When to Call the Doctor
Call your doctor or nurse if you have any of these symptoms and/or any new or unusual symptoms:
- Fever of 100.4 F (38 C) or higher
- Tiredness that interferes with your daily activities
- Blurred vision or other changes in eyesight
- Red or painful eye
- Sensitivity to light
- Feeling dizzy or lightheaded
- Symptoms of a stroke such as sudden numbness or weakness of your face, arm, or leg, especially on one side of your body; sudden confusion, trouble speaking or understanding; sudden trouble seeing in one or both eyes; sudden trouble walking, feeling dizzy, loss of balance or coordination; or sudden bad headache with no known cause. If you have any of these symptoms for 2 minutes, call 911.
- Pain in your chest
- Dry cough or coughing up yellow, green, or bloody mucus
- Wheezing or trouble breathing
- Nausea that stops you from eating or drinking and/or is not relieved by prescribed medicines
- Throwing up more than 3 times a day
- Diarrhea, 4 times in one day or diarrhea with lack of strength or a feeling of being dizzy
- Lasting loss of appetite or rapid weight loss of five pounds in a week
- Severe abdominal pain that does not go away
- Difficulty swallowing
- Easy bleeding or bruising
- Blood in your urine, vomit (bright red or coffee-ground) and/or stools ( bright red, or black/tarry)
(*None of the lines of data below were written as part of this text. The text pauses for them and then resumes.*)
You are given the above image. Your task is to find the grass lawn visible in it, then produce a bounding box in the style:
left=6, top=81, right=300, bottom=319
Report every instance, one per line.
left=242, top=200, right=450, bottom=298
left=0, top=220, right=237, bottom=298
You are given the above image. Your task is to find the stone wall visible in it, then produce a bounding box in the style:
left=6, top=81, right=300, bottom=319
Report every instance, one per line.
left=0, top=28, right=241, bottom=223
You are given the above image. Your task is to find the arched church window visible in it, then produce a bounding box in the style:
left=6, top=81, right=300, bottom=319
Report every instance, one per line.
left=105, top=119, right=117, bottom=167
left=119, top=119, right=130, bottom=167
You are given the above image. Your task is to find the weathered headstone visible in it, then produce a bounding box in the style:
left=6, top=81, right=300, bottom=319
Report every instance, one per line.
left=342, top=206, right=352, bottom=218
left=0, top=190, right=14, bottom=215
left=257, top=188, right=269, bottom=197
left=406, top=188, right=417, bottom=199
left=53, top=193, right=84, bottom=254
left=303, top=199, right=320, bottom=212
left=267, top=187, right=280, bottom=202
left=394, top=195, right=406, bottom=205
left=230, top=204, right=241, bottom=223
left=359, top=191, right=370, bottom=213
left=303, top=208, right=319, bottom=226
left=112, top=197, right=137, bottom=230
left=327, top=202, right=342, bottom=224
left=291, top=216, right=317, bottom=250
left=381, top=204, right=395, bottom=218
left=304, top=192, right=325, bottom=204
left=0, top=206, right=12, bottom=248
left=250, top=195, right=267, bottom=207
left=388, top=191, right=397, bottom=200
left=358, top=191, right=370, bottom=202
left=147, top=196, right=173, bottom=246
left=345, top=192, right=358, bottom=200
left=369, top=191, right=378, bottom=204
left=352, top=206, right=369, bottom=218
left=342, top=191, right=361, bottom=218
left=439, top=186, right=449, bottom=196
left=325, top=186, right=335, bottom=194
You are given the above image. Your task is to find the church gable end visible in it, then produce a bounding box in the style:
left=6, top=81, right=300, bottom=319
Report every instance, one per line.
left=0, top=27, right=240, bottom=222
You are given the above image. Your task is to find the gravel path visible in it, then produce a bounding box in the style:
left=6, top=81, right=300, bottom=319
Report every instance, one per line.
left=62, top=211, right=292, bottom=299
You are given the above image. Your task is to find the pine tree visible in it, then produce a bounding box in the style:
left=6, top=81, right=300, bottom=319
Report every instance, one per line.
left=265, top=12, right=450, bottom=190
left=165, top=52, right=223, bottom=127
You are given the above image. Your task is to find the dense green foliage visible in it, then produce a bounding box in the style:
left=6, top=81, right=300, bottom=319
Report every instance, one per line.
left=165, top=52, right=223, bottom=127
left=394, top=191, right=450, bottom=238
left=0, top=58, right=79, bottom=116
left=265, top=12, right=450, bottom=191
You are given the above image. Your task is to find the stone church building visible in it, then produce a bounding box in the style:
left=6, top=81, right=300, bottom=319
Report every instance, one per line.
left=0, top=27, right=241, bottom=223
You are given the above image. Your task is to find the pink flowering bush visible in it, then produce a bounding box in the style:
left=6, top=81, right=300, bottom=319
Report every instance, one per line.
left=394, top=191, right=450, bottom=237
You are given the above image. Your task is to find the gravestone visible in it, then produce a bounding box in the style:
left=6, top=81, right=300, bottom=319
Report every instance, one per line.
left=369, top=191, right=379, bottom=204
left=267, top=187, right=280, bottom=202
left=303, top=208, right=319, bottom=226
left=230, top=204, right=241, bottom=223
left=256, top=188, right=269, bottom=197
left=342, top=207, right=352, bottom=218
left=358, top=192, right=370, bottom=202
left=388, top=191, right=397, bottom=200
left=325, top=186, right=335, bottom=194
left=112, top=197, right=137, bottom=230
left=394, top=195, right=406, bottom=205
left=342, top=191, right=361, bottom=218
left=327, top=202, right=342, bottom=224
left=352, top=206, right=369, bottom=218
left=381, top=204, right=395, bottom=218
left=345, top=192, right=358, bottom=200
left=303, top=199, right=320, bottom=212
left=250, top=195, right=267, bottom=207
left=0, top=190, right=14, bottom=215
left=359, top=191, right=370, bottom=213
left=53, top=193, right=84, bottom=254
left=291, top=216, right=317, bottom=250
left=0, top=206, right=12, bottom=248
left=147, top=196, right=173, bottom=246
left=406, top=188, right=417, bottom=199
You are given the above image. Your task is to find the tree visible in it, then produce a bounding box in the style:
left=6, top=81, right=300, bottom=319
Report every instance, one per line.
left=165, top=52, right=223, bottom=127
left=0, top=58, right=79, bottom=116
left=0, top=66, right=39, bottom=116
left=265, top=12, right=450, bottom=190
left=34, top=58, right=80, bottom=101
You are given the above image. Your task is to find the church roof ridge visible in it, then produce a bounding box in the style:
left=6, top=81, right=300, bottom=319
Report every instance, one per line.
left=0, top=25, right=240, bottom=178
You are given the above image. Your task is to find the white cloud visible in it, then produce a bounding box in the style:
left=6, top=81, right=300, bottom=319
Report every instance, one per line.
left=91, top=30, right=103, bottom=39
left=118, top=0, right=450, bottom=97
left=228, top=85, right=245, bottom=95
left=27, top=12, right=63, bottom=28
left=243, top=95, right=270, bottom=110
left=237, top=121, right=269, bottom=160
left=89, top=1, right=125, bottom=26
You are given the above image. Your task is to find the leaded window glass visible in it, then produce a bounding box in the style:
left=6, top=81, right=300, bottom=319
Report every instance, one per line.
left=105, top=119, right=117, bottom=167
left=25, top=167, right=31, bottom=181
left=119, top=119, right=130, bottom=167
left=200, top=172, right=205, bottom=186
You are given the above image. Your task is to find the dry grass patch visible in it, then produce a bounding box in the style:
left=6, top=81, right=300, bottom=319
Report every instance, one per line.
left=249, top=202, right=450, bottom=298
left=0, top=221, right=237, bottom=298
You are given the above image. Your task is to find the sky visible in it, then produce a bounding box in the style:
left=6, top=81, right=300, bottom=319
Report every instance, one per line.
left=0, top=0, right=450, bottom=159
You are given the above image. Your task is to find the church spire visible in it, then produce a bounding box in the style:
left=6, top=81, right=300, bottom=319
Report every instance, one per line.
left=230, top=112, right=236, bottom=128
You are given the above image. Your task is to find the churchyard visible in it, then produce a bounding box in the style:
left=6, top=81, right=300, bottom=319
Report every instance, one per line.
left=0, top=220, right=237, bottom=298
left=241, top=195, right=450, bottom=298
- Decreased urine, or very dark urine
- Signs of possible liver problems: dark urine, pale bowel movements, bad stomach pain, feeling very tired and weak, unusual itching, or yellowing of the eyes or skin
- Flu-like symptoms: fever, headache, muscle and joint aches, and fatigue (low energy, feeling weak)
- New rash and/or itching that is not relieved by prescribed medicines
- If you think you may be pregnant
- Pregnancy warning: This drug can have harmful effects on the unborn baby. Women of childbearing potential should use effective methods of birth control during your cancer treatment and for 1 month after treatment. Let your doctor know right away if you think you may be pregnant.
- Breastfeeding warning: Women should not breastfeed during treatment and for 2 weeks after treatment because this drug could enter the breast milk and cause harm to a breastfeeding baby.
- Fertility warning: Human fertility studies have not been done with this drug. Talk with your doctor or nurse if you plan to have children. Ask for information on sperm or egg banking.
Revised June 2019
This patient information was developed by Via Oncology, LLC © 2019. This information is not intended to be used as a substitute for professional medical advice, diagnosis, or treatment. You should not rely entirely on this information for your health care needs. Ask your own doctor or health care provider any specific medical questions that you have.